Fix the telemetry collection of Logstash with metricbeat monitoring. #182304

mashhurs · 2024-05-01T21:41:04Z

Summary

Telemetry data collection is broken for Logstash, monitoring with metricbeat. This PR change covers following issues faced:

1) Resolve cluster UUID

With self monitoring, KB creates .monitoring-es* index with mapping type field and defaults to type:cluster_state key-value. It uses type:cluster_state condition when fetching cluster UUID.
However, with metricbeat, this type field doesn't exist under mapping which metricbeat creates, so cluster UUID will not be resolved as query is wrong (results empty output).

2) type field mismatch in (especially in state) queries, also collapse field

metricbeat sends the state event with metricset.name:node and state fetch query doesn't care about this condition, instead uses legacy type:logstash_state condition which is incorrect.
in the queries, collapse field is not correct: it is due to data shape change from legacy to metricbeat monitoring and queries are tightly coupled with legacy one (1, 2, 3)
in the queries, filter_path is also not correct: in both state query and stats query

3) Logstash state data frequency

metricbeat sends state event (_node/stats/pipeline?graph=true) data once but legacy frequently sends. KB telemetry fetcher queries against ES with latest update period where state data will not be available. It might be a reasonable design which results network efficiency. If that's the case, we should decide the expectation
- to still collect: we have to tune the query to collect the state data.
- leave it as an empty assuming state didn't change (personally, I would not align with this option since collecting once it a data loss risky)

Checklist

Delete any items that are not applicable to this PR.

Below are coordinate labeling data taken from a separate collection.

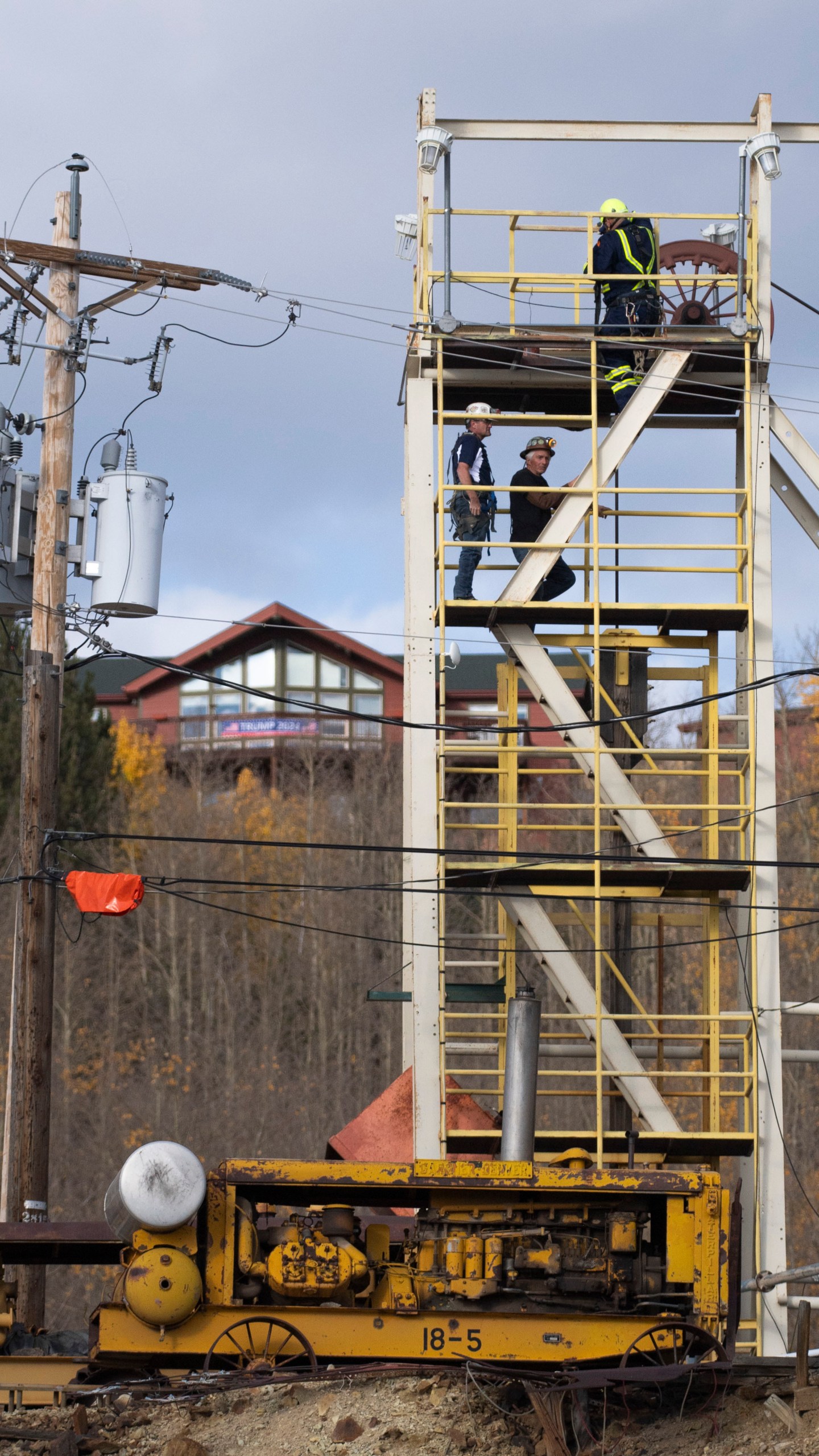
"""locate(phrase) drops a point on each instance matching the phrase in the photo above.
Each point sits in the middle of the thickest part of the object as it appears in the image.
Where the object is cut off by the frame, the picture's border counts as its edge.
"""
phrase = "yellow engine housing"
(162, 1286)
(307, 1265)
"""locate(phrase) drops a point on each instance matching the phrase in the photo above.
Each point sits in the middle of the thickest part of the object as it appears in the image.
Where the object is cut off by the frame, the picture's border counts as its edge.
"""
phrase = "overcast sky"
(278, 142)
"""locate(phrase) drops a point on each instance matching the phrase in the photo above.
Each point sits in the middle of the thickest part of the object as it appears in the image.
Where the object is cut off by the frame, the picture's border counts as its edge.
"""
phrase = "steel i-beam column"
(420, 1041)
(766, 947)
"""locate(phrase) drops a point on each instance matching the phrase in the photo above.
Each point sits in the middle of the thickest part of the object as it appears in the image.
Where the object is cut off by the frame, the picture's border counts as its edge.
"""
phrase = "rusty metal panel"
(384, 1130)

~~[ ] Any text added follows EUI's writing guidelines, uses sentence case text and includes i18n support~~
~~[ ] Documentation was added for features that require explanation or tutorials~~
Unit or functional tests were updated or added to match the most common scenarios
~~[ ] Flaky Test Runner was used on any tests changed~~
~~[ ] Any UI touched in this PR is usable by keyboard only (learn more about keyboard accessibility)~~
~~[ ] Any UI touched in this PR does not create any new axe failures (run axe in browser: FF, Chrome)~~
~~[ ] If a plugin configuration key changed, check if it needs to be allowlisted in the cloud and added to the docker list~~
~~[ ] This renders correctly on smaller devices using a responsive layout. (You can test this in your browser)~~
~~[ ] This was checked for cross-browser compatibility~~

Risk Matrix

Delete this section if it is not applicable to this PR.

Before closing this PR, invite QA, stakeholders, and other developers to identify risks that should be tested prior to the change/feature release.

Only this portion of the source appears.